We sincerely thank the reviewer for highlighting these important details regarding our evaluation methodology. We agree that precise descriptions are critical for reproducibility and appreciate the opportunity to clarify.

1. Inputs and Test Cases

• All test cases are sourced directly from the original ExeBench and TSVC benchmarks; we do not use any model-generated test cases.
• For each program, the assembly code produced by the LLM is assembled and executed using the standard input sets provided by the source benchmarks.
• A program is considered functionally correct only if its output exactly matches the expected ground-truth output from the benchmark.

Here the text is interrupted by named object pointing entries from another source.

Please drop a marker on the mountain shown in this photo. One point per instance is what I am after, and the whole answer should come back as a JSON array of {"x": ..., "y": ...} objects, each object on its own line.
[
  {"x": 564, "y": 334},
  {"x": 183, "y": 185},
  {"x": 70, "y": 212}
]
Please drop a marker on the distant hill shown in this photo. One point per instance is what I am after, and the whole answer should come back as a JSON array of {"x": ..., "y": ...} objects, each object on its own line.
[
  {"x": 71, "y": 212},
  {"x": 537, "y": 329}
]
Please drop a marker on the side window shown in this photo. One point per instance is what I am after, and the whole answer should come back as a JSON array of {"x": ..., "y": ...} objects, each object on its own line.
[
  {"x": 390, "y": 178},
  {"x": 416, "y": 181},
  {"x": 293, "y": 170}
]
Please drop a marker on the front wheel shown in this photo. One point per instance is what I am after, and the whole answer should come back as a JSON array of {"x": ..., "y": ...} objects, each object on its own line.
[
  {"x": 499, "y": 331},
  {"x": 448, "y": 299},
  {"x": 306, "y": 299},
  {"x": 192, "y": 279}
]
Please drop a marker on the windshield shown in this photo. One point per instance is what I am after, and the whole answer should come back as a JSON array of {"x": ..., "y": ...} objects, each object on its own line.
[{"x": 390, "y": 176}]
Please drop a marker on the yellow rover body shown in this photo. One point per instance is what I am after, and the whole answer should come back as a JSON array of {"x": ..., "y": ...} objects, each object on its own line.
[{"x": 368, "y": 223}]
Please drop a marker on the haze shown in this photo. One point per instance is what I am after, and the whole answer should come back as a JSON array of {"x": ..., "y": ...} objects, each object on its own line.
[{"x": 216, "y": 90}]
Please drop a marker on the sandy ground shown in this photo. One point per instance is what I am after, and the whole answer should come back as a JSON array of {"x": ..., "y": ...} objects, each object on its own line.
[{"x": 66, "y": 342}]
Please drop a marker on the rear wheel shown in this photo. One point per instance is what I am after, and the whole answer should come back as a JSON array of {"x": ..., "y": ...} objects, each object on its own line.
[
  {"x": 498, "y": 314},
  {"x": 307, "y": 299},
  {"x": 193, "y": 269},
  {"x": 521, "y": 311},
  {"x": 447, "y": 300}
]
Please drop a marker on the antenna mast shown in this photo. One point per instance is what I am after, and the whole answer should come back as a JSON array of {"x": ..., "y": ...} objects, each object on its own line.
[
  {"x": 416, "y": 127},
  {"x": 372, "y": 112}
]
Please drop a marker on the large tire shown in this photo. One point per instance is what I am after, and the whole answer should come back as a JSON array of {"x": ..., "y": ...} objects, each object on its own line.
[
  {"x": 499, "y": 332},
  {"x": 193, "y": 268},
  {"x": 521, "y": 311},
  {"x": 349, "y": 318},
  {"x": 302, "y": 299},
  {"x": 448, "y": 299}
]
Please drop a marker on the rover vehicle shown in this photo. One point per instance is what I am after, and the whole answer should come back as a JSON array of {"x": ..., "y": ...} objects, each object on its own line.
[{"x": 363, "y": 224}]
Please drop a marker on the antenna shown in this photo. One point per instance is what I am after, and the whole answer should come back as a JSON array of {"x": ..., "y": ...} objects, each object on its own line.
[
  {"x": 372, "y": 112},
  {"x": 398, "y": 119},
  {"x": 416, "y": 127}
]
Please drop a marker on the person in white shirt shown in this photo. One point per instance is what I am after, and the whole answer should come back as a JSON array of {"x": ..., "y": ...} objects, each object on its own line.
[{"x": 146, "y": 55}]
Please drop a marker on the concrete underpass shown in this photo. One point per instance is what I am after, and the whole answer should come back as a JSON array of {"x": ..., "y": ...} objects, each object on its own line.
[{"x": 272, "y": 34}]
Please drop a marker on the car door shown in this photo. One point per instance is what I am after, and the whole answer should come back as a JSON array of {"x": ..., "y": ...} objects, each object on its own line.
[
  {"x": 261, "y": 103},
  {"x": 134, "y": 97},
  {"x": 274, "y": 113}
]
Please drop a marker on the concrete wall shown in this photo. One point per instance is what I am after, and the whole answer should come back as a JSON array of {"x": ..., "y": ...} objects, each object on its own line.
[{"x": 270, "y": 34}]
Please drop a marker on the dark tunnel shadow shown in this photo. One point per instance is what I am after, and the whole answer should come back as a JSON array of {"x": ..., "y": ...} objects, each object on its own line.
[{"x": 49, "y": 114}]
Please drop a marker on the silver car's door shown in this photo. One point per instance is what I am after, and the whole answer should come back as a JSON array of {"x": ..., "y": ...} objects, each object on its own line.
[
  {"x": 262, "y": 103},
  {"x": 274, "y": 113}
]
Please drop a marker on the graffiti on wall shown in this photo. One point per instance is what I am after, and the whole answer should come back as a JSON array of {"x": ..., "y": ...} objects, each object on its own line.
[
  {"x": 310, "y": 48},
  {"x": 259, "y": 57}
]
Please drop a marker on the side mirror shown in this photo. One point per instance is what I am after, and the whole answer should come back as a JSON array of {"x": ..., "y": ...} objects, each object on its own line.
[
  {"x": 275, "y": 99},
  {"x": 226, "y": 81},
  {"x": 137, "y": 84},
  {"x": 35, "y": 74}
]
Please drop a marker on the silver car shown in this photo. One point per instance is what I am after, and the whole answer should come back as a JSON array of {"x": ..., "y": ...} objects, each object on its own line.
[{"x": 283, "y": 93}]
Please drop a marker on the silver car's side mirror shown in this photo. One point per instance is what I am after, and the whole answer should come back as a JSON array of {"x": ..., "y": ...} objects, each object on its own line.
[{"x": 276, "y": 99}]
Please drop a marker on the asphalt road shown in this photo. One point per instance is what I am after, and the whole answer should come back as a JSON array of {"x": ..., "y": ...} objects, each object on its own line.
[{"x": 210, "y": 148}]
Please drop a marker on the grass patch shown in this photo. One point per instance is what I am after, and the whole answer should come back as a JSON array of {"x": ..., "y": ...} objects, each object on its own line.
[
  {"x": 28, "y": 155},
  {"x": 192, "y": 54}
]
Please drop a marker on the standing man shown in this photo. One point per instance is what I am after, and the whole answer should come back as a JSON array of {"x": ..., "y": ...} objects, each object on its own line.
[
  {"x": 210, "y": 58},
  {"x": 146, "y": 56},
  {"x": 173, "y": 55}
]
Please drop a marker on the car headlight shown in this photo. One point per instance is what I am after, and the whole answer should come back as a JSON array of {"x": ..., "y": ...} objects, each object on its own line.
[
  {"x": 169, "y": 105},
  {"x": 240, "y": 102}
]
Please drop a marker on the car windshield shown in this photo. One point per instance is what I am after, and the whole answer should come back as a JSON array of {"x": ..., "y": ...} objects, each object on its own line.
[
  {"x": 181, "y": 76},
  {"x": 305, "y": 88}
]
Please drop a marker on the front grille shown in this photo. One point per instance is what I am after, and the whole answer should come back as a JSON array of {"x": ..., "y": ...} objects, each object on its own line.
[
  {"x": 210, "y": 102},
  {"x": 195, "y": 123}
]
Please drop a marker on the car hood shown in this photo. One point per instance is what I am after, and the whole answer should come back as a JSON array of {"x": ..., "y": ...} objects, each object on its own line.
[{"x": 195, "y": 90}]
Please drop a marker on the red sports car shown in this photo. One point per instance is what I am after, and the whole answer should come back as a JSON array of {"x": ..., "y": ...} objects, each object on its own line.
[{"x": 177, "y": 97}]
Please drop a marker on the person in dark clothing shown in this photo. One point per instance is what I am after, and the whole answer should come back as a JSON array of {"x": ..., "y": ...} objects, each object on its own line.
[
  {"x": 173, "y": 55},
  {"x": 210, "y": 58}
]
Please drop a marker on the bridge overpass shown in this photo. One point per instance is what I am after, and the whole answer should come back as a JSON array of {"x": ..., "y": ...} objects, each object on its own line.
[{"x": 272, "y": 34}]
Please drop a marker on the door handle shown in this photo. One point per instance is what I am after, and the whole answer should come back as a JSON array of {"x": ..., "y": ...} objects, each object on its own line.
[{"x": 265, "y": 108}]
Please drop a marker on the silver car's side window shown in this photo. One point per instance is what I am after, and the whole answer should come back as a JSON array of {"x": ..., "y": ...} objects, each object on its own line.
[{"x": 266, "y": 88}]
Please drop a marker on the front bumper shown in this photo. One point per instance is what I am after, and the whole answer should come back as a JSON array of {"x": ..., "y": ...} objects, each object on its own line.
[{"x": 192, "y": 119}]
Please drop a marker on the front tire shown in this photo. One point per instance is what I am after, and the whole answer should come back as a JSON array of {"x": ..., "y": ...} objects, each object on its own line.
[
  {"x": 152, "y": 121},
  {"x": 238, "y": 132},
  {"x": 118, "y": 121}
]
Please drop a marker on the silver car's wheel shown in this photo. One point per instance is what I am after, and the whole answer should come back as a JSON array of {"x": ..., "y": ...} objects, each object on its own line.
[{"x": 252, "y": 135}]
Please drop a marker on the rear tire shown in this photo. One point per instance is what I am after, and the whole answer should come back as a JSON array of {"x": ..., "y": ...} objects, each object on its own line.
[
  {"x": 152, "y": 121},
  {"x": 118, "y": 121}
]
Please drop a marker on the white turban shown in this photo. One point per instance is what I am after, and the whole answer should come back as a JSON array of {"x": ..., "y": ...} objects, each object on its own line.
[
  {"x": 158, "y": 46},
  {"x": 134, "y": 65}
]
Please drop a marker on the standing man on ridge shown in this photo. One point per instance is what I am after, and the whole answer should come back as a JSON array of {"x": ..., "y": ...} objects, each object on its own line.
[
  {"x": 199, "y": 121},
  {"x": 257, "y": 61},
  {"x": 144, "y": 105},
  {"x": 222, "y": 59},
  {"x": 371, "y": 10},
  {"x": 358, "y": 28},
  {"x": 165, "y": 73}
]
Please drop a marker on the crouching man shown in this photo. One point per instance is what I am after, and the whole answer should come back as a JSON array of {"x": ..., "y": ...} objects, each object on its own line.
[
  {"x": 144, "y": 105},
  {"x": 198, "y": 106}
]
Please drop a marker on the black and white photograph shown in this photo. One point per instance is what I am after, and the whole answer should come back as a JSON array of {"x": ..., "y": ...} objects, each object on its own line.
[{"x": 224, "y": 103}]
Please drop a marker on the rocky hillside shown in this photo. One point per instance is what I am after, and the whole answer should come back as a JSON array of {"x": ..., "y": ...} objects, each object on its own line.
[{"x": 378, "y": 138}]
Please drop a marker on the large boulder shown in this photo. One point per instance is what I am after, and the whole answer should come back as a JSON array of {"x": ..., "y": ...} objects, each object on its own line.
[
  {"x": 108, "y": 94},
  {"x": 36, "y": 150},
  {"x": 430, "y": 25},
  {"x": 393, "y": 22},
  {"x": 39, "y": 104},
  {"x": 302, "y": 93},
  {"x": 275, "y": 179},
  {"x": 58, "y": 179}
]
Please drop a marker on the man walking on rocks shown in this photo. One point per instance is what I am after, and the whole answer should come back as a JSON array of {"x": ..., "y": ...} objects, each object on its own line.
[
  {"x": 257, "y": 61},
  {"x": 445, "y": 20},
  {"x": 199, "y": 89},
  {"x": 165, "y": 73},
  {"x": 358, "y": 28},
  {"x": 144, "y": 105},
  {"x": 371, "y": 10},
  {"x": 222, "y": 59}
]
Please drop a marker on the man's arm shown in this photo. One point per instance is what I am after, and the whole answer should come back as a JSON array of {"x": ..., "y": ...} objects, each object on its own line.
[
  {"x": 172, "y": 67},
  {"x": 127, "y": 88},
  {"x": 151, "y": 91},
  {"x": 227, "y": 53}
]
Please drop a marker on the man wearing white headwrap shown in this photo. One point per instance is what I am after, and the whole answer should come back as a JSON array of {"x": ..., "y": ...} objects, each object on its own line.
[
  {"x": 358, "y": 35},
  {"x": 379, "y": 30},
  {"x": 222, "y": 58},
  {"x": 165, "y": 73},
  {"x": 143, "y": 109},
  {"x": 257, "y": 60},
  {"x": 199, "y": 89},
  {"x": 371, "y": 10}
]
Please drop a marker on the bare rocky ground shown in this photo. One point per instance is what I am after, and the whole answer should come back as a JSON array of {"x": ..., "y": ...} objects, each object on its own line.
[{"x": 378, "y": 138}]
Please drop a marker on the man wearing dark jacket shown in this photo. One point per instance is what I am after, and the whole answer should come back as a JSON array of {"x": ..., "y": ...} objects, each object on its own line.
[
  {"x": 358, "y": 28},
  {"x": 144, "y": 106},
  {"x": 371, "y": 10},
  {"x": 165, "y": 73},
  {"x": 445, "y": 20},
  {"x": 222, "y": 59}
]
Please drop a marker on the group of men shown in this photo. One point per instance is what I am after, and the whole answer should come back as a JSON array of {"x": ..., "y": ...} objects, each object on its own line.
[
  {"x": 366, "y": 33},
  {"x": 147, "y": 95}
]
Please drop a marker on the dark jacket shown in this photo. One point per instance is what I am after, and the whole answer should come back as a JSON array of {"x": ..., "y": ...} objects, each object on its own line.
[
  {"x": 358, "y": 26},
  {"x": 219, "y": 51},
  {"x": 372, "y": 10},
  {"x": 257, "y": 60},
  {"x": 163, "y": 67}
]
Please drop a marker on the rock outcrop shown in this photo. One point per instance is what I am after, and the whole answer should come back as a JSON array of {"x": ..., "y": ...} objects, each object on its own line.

2. Enhanced TSVC Correctness Verification

The TSVC benchmark mainly consists of array-based computation kernels evaluated through repeated loop operations. The original TSVC verification had two major limitations:

• Input Initialization:
  • Arrays were typically initialized with fixed values (e.g., all ones). This could cause certain computations (such as averaging) to yield the same result before and after the operation, potentially masking errors (e.g., the model fails to write back results but still passes correctness checks).
  • Our Enhancement: We now initialize arrays with pseudo-random values generated using a fixed random seed. This provides a diverse set of initial conditions as test standards, while ensuring that results are fully reproducible.
• Loop Iteration Verification:
  • For timing accuracy, TSVC often runs functions for many iterations but does not always verify that the correct number of loop iterations are performed. In cases where single and multiple iterations yield the same result, an incorrect model implementation (with too few iterations) could go undetected.
  • Our Enhancement: We use the original TSVC dummy external function as a hook and maintain an external loop counter. This allows us to check whether the generated code executes the intended number of iterations by comparing the observed count to the expected count.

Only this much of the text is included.